Os drones são uma ferramenta associada à inteligência artificial, à digitalização, à utilização de satélites, que introduzem a possibilidade de o agricultor ser quase um cirurgião em determinado tipo de aplicações. Foi proibida a utilização dos drones na aplicação de produtos fitossanitários, que deixariam de ser utilizados de uma forma genérica para passarem a sê-lo em forma micro, porque estão associados à tal aprovação, por exemplo, do prolongamento do uso do glifosato, que é, neste momento, o pesticida com maior visibilidade mediática. A Comissão e o Parlamento aprovaram a sua continuidade por mais 10 anos, enquanto não houver uma alternativa fiável para a substituição desse herbicida. E, por isso, não se percebe como é que os responsáveis políticos, ao nível de ministros e de decisores políticos europeus, não conseguem separar o A do B, separar o sim do não, que, como nós estamos aqui a ver, às vezes são fronteiras muito ténues. Ali deveria ter havido uma decisão técnica que se sobrepusesse a uma decisão política que tinha que ver com um outro assunto e isso não foi feito. Isso passa-se também ao nível da nossa administração, da utilização e da implementação das nossas políticas ao nível nacional.
Como é que é possível, passados tantos anos de aplicação do Programa de Desenvolvimento Rural, o PDR, ainda não estarem desbloqueadas as verbas do programa anterior, uma vez que já estamos na vigência do programa novo que se chama PEPAC [Plano Estratégico da Política Agrícola Comum]?! Essas verbas ainda andam enroladas em falta de decisão, em burocracias absurdas, pesadíssimas, e o tempo vai passando. O tempo ao passar tem um poder corrosivo que é imparável. As coisas, uma vez feitas, estão feitas, e, se forem mal feitas, mal feitas ficaram.

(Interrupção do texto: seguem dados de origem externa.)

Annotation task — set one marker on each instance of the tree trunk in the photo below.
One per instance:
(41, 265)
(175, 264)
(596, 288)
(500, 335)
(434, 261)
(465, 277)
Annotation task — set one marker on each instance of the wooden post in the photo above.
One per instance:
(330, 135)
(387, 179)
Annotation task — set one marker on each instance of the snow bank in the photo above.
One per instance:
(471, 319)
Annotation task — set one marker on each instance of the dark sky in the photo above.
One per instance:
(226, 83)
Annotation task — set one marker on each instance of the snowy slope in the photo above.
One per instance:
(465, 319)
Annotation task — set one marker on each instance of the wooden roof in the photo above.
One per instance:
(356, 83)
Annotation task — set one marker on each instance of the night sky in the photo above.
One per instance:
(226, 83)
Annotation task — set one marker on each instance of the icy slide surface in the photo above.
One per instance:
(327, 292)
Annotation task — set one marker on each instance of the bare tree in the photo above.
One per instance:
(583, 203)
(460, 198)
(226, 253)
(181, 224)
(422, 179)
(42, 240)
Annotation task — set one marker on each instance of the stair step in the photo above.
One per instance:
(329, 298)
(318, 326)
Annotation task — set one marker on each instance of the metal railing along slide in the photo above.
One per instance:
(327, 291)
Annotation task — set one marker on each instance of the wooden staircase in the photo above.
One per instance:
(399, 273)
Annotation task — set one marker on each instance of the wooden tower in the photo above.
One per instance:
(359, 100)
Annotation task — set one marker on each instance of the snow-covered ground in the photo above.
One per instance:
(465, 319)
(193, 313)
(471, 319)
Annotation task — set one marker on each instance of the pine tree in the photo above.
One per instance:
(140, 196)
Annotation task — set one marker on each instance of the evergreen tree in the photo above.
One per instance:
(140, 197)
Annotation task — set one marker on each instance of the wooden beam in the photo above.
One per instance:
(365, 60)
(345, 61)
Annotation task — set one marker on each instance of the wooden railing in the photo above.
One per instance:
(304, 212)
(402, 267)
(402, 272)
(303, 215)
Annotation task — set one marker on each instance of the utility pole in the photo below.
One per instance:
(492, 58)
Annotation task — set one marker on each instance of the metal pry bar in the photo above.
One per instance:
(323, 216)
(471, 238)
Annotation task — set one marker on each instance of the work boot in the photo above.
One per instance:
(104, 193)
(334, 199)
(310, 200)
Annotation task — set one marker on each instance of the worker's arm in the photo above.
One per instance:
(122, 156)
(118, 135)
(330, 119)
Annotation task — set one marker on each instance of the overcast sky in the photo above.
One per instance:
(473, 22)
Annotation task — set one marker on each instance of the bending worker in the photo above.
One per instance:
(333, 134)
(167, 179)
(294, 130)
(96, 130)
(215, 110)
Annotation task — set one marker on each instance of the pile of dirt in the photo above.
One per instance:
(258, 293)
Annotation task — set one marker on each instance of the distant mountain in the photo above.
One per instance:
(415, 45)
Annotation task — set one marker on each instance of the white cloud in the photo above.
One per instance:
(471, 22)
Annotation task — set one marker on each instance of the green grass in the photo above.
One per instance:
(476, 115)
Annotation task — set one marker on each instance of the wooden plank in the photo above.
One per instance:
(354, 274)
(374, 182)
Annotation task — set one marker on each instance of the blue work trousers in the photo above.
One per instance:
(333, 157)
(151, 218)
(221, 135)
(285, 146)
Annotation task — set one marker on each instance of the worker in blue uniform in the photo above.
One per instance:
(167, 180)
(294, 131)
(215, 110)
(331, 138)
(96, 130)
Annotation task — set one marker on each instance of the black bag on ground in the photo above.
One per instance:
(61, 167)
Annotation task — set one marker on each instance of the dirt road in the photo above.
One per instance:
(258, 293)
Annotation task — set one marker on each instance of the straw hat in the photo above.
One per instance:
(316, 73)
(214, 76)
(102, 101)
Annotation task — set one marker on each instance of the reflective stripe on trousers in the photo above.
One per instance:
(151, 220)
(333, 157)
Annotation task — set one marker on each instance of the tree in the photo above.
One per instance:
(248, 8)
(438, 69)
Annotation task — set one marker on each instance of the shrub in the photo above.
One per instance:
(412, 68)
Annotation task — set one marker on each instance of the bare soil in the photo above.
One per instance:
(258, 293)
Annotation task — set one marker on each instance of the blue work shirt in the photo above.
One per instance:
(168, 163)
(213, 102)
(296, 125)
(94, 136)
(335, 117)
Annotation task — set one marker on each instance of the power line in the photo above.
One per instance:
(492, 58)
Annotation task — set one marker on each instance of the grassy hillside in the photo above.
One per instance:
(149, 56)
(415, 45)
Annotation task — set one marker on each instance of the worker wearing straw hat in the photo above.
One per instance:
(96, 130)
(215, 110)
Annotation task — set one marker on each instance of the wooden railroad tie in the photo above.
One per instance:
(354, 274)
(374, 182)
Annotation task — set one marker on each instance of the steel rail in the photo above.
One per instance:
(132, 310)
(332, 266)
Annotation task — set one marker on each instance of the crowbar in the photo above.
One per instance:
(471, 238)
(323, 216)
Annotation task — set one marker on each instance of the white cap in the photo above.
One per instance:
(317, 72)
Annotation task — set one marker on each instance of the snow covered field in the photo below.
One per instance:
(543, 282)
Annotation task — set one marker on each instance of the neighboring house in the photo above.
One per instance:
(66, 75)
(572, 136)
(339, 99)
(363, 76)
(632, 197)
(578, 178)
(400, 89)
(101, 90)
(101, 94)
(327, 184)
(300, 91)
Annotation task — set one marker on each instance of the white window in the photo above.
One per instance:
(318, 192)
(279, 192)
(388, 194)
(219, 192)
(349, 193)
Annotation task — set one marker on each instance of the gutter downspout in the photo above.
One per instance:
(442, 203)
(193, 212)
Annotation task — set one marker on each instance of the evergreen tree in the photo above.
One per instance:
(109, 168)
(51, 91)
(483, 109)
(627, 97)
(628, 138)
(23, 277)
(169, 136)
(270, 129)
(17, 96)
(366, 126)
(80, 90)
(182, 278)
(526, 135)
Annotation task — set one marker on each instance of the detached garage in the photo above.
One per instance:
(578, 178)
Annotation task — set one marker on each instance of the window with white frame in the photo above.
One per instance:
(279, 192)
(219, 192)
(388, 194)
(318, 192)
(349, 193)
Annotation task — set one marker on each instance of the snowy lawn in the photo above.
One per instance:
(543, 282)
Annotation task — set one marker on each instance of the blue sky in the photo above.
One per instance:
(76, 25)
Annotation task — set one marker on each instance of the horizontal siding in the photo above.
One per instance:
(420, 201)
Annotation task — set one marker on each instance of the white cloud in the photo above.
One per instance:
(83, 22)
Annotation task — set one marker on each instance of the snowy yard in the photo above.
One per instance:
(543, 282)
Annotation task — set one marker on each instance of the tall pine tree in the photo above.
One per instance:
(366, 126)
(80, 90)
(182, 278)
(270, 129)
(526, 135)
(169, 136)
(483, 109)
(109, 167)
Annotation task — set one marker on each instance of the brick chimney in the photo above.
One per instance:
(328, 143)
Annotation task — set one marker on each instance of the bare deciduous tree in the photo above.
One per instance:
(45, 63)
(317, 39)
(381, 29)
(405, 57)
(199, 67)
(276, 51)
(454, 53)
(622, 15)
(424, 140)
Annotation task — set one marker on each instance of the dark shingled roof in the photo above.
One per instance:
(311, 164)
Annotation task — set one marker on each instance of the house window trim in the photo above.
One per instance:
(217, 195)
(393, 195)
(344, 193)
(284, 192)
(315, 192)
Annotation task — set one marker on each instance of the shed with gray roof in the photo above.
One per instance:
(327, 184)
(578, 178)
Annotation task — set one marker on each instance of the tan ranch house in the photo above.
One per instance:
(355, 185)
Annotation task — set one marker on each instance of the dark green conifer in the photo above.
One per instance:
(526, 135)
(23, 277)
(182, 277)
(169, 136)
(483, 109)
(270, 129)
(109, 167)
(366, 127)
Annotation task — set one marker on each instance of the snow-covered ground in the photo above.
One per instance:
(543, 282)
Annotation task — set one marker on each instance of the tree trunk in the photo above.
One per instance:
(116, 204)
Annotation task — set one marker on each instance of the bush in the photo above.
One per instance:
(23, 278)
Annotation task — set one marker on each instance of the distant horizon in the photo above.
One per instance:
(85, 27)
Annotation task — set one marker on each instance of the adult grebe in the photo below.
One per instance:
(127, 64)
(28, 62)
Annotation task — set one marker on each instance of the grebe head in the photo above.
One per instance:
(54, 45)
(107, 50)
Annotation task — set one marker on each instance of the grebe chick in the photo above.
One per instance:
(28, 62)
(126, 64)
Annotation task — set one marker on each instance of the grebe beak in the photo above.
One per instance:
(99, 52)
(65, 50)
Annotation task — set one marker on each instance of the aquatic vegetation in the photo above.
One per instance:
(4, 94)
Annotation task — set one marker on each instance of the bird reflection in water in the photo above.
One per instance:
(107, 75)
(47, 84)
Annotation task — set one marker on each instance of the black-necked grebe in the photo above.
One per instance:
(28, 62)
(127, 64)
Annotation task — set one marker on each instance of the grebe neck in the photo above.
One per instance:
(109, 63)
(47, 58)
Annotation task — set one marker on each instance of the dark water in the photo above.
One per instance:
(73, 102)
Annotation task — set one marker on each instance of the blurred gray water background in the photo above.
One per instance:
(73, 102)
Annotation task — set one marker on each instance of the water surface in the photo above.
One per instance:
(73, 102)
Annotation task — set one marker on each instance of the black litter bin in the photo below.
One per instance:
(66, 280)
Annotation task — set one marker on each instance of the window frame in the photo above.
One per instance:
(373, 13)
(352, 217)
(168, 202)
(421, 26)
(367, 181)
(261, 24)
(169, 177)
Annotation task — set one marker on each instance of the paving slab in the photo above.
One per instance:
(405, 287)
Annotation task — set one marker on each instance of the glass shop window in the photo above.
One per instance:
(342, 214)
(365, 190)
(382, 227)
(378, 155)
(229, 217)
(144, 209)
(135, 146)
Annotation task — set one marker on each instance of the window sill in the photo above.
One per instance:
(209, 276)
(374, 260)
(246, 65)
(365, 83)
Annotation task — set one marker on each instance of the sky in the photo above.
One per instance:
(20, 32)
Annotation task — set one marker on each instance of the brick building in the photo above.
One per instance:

— E isso tem um custo elevado para os agricultores, que não são, na maior parte deles, abonados?
EOS — Não só para os agricultores. Tem um custo elevado para os agricultores que se reflete nas suas contas de culturas, nos seus rendimentos e, se forem negativos, mais dificuldade têm depois para abraçar novas tecnologias, novos parâmetros de desenvolvimento.
Também se reflete na sociedade em geral porque sempre que há agravamentos económicos ao nível dos agricultores, há repercussões diretas no custo dos alimentos. Os alimentos poderiam estar mais acessíveis, em algumas situações, se este encadeamento estivesse mais bem enquadrado — e também na utilização dos próprios recursos. O Francisco falou no solo, mas há outros recursos que é importante serem salvaguardados, nomeadamente as questões relacionadas com a água.
A falta de objetividade, de compreensão técnica e a vulnerabilidade à demagogia e à ideologia, às vezes afastada até dos próprios problemas da agricultura, levam sempre a prejuízos, não só económicos, mas também de carácter ambiental e de salvaguarda dos recursos.

“Os tempos de uma alimentação segura e barata têm os dias contados”

Francisco Gomes da Silva

— [Francisco], pegando precisamente no que estava a referir, no fundo dessa tendência de regeneração e a preocupação com os solos. Estamos a falar de erosão, estamos a falar da questão, por exemplo, de pesticidas, de preocupações mais ambientais? O consumidor agora está mais atento a uma série destas questões, quer de segurança alimentar e de produtos de qualidade. Pode explicar melhor esse argumento?
FGS — Temos de começar a habituar-nos, enquanto sociedade, a que os tempos de uma alimentação segura em quantidade, segura em qualidade e barata à mesa têm os dias contados. A não ser que comecem, de facto, a existir opções de políticas públicas que apoiem efetivamente a transição tecnológica que se pretende que a agricultura vá perseguindo.
Os solos agrícolas, em Portugal, como na generalidade da Europa, não estão em más condições. É evidente que há, marginalmente em algumas zonas, uma degradação dos solos, que pode ocorrer ao nível físico quando falamos, por exemplo, dos processos de erosão. Em Portugal, essencialmente por remoção do revestimento do solo e em zonas mais declivosas, afetadas pela precipitação e alguma mobilização exagerada, acabaram por ocorrer esses fenómenos de erosão. É um ponto onde, na agricultura, de uma forma praticamente generalizada, os agricultores já adotaram práticas de conservação, mais do que propriamente de regeneração, no sentido de proteção do solo, sobretudo durante o período de outono-inverno, em que a precipitação é mais intensa. Para evitar fenómenos de erosão, se o solo estiver coberto, eles são minimizados. É uma dimensão.
Uma outra dimensão, mais marginal ainda, tem que ver com a presença de algumas moléculas químicas provenientes da aplicação de alguns produtos no solo, portanto, em termos residuais. É muito raro isso acontecer. O que acontece, às vezes, com um pouco mais de frequência, é essas moléculas migrarem para os lençóis freáticos por percolação, ou seja, por lavagem dos solos com a precipitação e com a água de rega.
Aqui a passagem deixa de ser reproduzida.